Recently in athletic training there has been a great deal of attention given to transition to practice. Our research into the transition to practice of new Athletic Trainers has been enlightening. We want to discuss this topic and some of our findings in a series of articles.
The purpose of this series is to provide information about transition to practice to new Athletic Trainers and those who work with them. We hope our information will help new employees and their employers.
We would like to begin by addressing the question: what is transition to practice?
Transition to practice is defined as:
“A process of convoluted passage in which people redefine their sense of self and develop self-agency in response to disruptive life events, not just the change but the process that people go through to incorporate the change or disruption in their life” (Kralick, et al.).
Simply put, this is a transition individuals go through when encountering a new environment and/or culture and must adapt while learning about themselves. This transition can occur at any point in one’s life, whether it is graduating from college and accepting a first job or moving on to a different job.
New employees enter a different, unfamiliar workplace with new people and different policies and procedures.

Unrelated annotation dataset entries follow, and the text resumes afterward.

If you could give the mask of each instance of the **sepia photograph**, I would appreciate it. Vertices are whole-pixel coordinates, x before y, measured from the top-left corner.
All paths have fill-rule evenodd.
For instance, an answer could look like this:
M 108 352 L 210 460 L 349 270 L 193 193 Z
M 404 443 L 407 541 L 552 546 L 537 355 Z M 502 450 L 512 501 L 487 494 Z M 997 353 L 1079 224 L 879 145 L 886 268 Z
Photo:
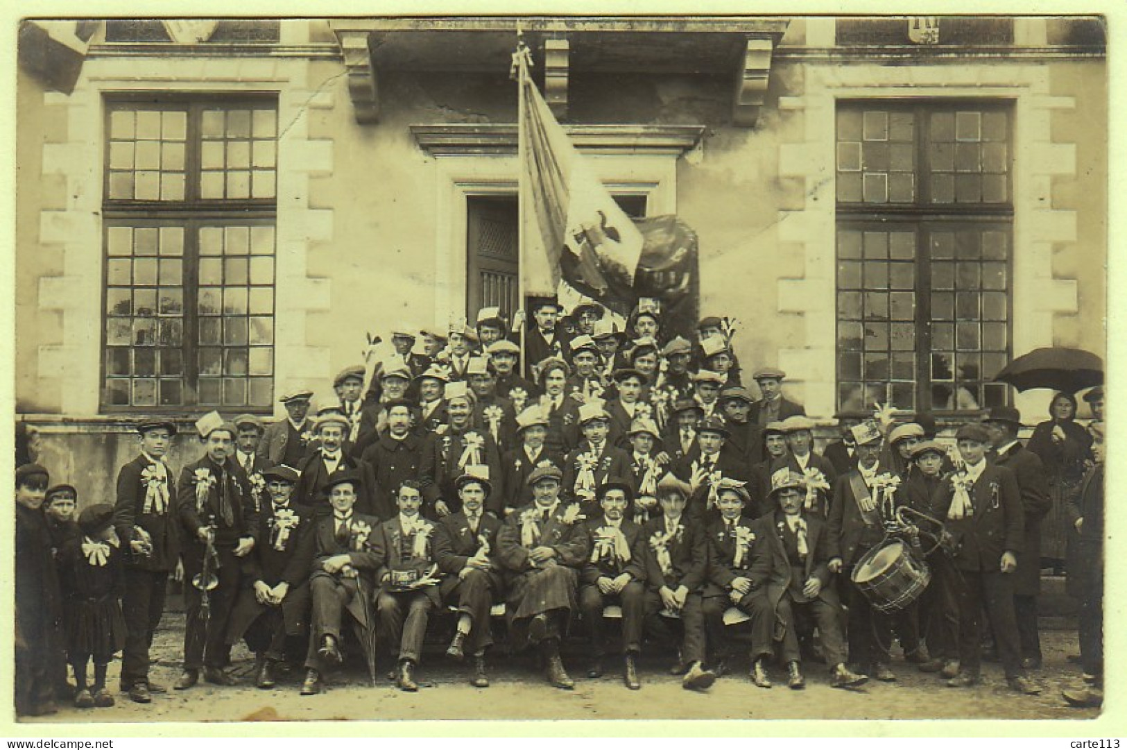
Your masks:
M 1101 715 L 1104 16 L 12 23 L 15 726 Z

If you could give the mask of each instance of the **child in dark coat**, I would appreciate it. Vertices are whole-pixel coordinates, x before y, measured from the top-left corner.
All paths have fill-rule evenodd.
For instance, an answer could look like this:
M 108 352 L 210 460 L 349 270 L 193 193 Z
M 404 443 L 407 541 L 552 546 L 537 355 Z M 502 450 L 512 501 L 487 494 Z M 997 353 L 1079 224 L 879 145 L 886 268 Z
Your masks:
M 114 705 L 106 689 L 106 667 L 125 645 L 122 594 L 125 573 L 121 542 L 114 530 L 114 506 L 90 505 L 78 519 L 81 536 L 65 542 L 59 554 L 63 607 L 66 610 L 66 653 L 78 691 L 74 706 Z M 94 687 L 86 669 L 94 660 Z

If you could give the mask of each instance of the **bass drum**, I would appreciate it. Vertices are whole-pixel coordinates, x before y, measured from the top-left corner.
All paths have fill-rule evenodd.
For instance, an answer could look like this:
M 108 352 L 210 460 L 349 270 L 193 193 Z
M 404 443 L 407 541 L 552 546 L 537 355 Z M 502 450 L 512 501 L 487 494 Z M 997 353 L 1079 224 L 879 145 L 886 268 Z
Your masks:
M 903 541 L 894 540 L 869 550 L 850 577 L 875 609 L 895 612 L 920 598 L 931 571 Z

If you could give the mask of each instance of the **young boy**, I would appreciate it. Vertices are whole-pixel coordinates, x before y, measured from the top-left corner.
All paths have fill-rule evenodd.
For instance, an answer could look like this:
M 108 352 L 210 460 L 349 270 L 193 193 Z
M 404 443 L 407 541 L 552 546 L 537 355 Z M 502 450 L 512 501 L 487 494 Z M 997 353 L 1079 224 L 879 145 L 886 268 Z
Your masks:
M 139 455 L 117 473 L 114 527 L 125 553 L 125 647 L 121 688 L 134 703 L 150 703 L 165 688 L 149 681 L 149 650 L 165 612 L 168 576 L 180 558 L 177 485 L 165 460 L 176 434 L 170 420 L 137 425 Z M 194 500 L 194 496 L 193 496 Z

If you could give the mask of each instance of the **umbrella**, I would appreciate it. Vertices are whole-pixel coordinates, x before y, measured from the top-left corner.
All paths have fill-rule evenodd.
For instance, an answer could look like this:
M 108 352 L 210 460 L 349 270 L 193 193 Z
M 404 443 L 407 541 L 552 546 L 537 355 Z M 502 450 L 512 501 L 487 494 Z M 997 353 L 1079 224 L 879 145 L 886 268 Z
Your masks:
M 1082 348 L 1046 346 L 1013 360 L 994 380 L 1018 390 L 1053 388 L 1075 394 L 1103 383 L 1103 360 Z

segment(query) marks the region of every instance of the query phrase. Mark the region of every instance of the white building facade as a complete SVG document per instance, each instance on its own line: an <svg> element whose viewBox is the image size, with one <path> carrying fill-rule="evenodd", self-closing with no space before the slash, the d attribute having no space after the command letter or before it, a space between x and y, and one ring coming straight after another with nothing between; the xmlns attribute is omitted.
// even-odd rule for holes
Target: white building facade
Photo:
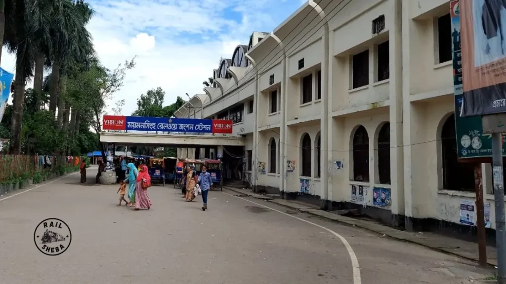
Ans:
<svg viewBox="0 0 506 284"><path fill-rule="evenodd" d="M178 117L233 119L257 191L408 229L457 226L475 185L455 150L449 13L444 0L310 1L237 46Z"/></svg>

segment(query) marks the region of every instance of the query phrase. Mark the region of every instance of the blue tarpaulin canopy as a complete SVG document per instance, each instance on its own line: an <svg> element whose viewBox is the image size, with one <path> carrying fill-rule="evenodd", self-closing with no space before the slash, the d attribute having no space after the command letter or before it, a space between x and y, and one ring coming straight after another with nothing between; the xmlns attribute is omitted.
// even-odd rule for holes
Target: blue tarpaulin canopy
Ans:
<svg viewBox="0 0 506 284"><path fill-rule="evenodd" d="M88 157L93 157L94 156L102 156L102 152L100 151L95 151L88 153Z"/></svg>

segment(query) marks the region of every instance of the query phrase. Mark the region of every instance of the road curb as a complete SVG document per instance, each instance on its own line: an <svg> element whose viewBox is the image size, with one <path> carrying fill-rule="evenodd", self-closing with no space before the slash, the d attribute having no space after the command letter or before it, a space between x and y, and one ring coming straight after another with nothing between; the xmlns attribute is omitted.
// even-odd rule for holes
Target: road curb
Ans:
<svg viewBox="0 0 506 284"><path fill-rule="evenodd" d="M392 234L389 234L389 233L388 233L388 232L379 231L377 230L374 230L374 229L372 229L372 228L371 228L370 227L367 227L366 226L361 225L361 224L360 224L360 223L359 222L358 222L359 221L358 220L357 220L356 219L354 219L353 218L350 218L350 217L349 217L342 216L339 215L337 215L337 214L334 214L334 213L330 213L330 212L329 212L328 211L326 211L322 210L320 210L320 209L313 209L313 208L311 208L309 206L308 206L308 207L304 207L304 206L300 205L300 204L297 204L297 205L294 204L293 205L291 205L290 204L286 204L285 202L282 202L282 203L281 203L281 202L276 202L277 200L276 200L276 199L271 199L270 200L267 200L267 199L265 199L264 198L262 198L261 197L263 197L263 196L262 196L261 195L259 195L259 194L254 194L254 193L249 194L249 193L244 193L244 192L243 192L242 191L240 191L240 190L239 190L238 188L231 188L231 187L227 187L226 189L227 190L229 190L229 191L232 191L232 192L235 192L236 193L239 194L240 194L241 195L245 195L245 196L247 196L248 197L251 197L251 198L255 198L255 199L257 199L261 200L266 200L267 201L269 201L269 202L271 202L272 203L275 203L276 204L278 204L278 205L281 205L282 206L283 206L284 207L286 207L287 208L290 208L291 209L294 209L294 210L298 210L298 211L300 211L301 212L306 213L308 213L308 214L311 214L311 215L314 215L314 216L318 216L318 217L321 217L321 218L325 218L326 219L329 220L330 221L334 221L334 222L336 222L337 223L339 223L340 224L343 224L343 225L349 225L349 226L353 226L353 227L358 227L358 228L360 228L361 229L362 229L367 230L368 231L371 231L371 232L374 232L374 233L377 233L377 234L383 234L383 235L385 235L385 236L388 236L388 238L390 238L391 239L393 239L394 240L396 240L397 241L402 241L402 242L406 242L407 243L411 243L411 244L415 244L415 245L418 245L418 246L421 246L422 247L427 248L428 249L430 249L432 250L437 251L437 252L440 252L440 253L444 253L444 254L447 254L447 255L453 255L453 256L456 256L456 257L460 257L460 258L463 258L463 259L467 259L468 260L470 260L471 261L473 261L473 262L476 262L476 263L478 263L479 262L479 260L477 258L471 258L471 257L467 257L467 256L464 256L464 255L460 255L460 254L457 254L457 253L455 253L453 252L452 251L447 251L447 250L444 250L444 249L440 249L440 248L435 248L435 247L431 247L430 246L427 245L426 245L425 244L424 244L423 243L421 243L421 242L416 242L416 241L413 240L410 240L409 239L408 239L408 238L401 238L401 237L400 237L400 236L397 236L394 235L393 235ZM284 201L284 200L282 200ZM287 202L289 202L289 201L286 201ZM307 208L307 209L306 209L305 208ZM334 215L335 216L333 216L333 217L335 217L335 218L330 218L328 216L325 216L325 214L318 214L320 212L326 212L327 214ZM339 216L339 217L338 217L338 216ZM340 219L341 219L341 218L342 218L343 219L340 220ZM349 220L345 220L345 219L348 219ZM398 229L395 229L395 228L392 228L391 227L388 227L388 226L383 226L386 227L388 228L391 230L395 230L395 231L397 231L398 232L405 232L406 233L409 233L408 232L406 232L406 231L403 231L403 230L398 230ZM487 260L487 264L488 264L489 266L490 266L491 268L495 267L496 266L496 264L495 264L494 263L492 263L489 262L488 261L488 260Z"/></svg>

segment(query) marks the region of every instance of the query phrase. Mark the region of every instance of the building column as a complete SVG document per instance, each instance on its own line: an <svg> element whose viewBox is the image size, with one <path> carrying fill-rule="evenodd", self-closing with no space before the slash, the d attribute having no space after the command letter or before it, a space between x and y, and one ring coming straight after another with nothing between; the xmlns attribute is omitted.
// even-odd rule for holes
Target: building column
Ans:
<svg viewBox="0 0 506 284"><path fill-rule="evenodd" d="M327 19L325 18L325 12L323 12L321 8L312 0L310 0L309 5L313 7L315 12L318 13L322 22L323 23L323 35L322 37L322 41L323 42L323 56L321 59L321 77L322 77L322 92L321 92L321 114L320 119L320 139L321 145L321 149L319 149L321 151L320 157L323 157L323 159L320 160L320 167L321 171L321 196L320 197L320 207L322 210L329 209L328 204L331 204L331 201L329 202L330 199L329 196L331 196L331 193L329 194L329 191L332 190L331 186L329 186L329 175L328 171L328 120L329 116L330 115L329 112L328 101L328 82L329 82L329 32L328 24L327 23ZM331 108L330 109L331 109Z"/></svg>
<svg viewBox="0 0 506 284"><path fill-rule="evenodd" d="M390 33L390 179L391 224L397 226L404 220L404 161L402 123L402 15L401 0L394 0L392 28ZM376 145L374 145L376 147Z"/></svg>
<svg viewBox="0 0 506 284"><path fill-rule="evenodd" d="M257 63L247 54L244 55L245 57L249 60L255 68L255 93L253 94L253 113L255 114L255 127L253 130L253 151L251 156L253 157L253 165L251 165L251 187L253 192L257 192L257 179L258 174L258 100L259 94L258 92L259 75L258 68L257 68ZM251 162L251 161L249 161Z"/></svg>
<svg viewBox="0 0 506 284"><path fill-rule="evenodd" d="M286 141L286 53L284 49L284 44L280 39L274 33L271 33L271 36L278 43L278 46L281 49L283 53L282 56L282 64L283 65L283 77L281 80L281 91L280 92L280 100L281 105L281 119L279 123L279 155L278 159L279 161L278 166L279 169L279 191L282 196L283 193L285 191L285 185L286 181L285 176L286 172L286 147L285 145L287 143Z"/></svg>
<svg viewBox="0 0 506 284"><path fill-rule="evenodd" d="M396 5L396 6L397 5ZM401 7L402 15L402 143L404 144L403 155L403 164L404 170L404 226L407 231L413 230L412 223L412 204L411 200L412 178L411 178L411 105L409 100L410 87L411 76L410 68L410 37L411 29L411 19L409 18L409 5L408 2L404 2L404 5ZM390 108L392 108L391 105ZM391 137L392 145L392 138ZM401 202L402 200L399 200ZM400 206L399 206L400 207Z"/></svg>

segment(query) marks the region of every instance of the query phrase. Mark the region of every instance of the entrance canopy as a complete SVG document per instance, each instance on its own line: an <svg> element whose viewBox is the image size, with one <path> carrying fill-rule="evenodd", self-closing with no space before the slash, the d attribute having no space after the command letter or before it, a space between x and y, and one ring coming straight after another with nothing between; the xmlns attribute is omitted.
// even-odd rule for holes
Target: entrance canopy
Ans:
<svg viewBox="0 0 506 284"><path fill-rule="evenodd" d="M223 135L223 134L221 134ZM126 132L102 132L100 141L115 143L116 146L190 148L190 146L244 146L245 138L212 135L188 135L178 134L151 134Z"/></svg>

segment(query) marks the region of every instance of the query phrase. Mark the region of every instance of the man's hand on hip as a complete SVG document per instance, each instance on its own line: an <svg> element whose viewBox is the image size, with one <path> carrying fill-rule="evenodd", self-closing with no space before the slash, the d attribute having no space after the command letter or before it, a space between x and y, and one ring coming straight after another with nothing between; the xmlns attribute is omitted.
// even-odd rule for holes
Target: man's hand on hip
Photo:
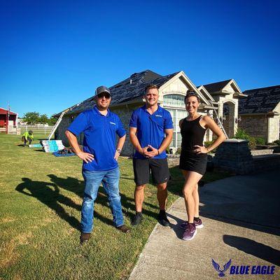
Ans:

For newly credentialed Athletic Trainers this transition is even more challenging because they are no longer students and must now make decisions on their own. This transition is a normal process and happens at any level of education and/or experience. Transition to practice is not new to the athletic training profession, nor are we alone in this experience. Other healthcare professions also struggle with the transition.
Transition to practice is not based on preparedness. Many will say students aren’t as prepared as they used to be. Supervisors of newly credentialed Athletic Trainers will tell you they are very prepared as far as their medical knowledge (Thrasher, et al.). Anecdotally, some say students today don’t seem to be transitioning as well as those in the past. We don’t know if this is true or not, and it’s not the focus of this series. We wanted to point out that preparedness does not equal transition to practice.
In closing, transition to practice is a process that takes anywhere from 6 months to 1 year. During this time, the new employee adapts, evolves and changes who they are in this world. For new Athletic Trainers, part of this is transitioning from student to independent healthcare provider. There are many feelings and experiences these new Athletic Trainers encounter. We will discuss more on this topic in our next article.
Kralick D, Visetin K, von Loon A. Transition: A literature review. J Adv Nurs. 2006;55(3):320-9.
Thrasher AB, Walker SE, Hankemeier DA, Pitney WA. Supervising athletic trainers'' perceptions of professional socialization of graduate assistant athletic trainers in the collegiate setting. J Athl Train. 2015;50(3); 321–333.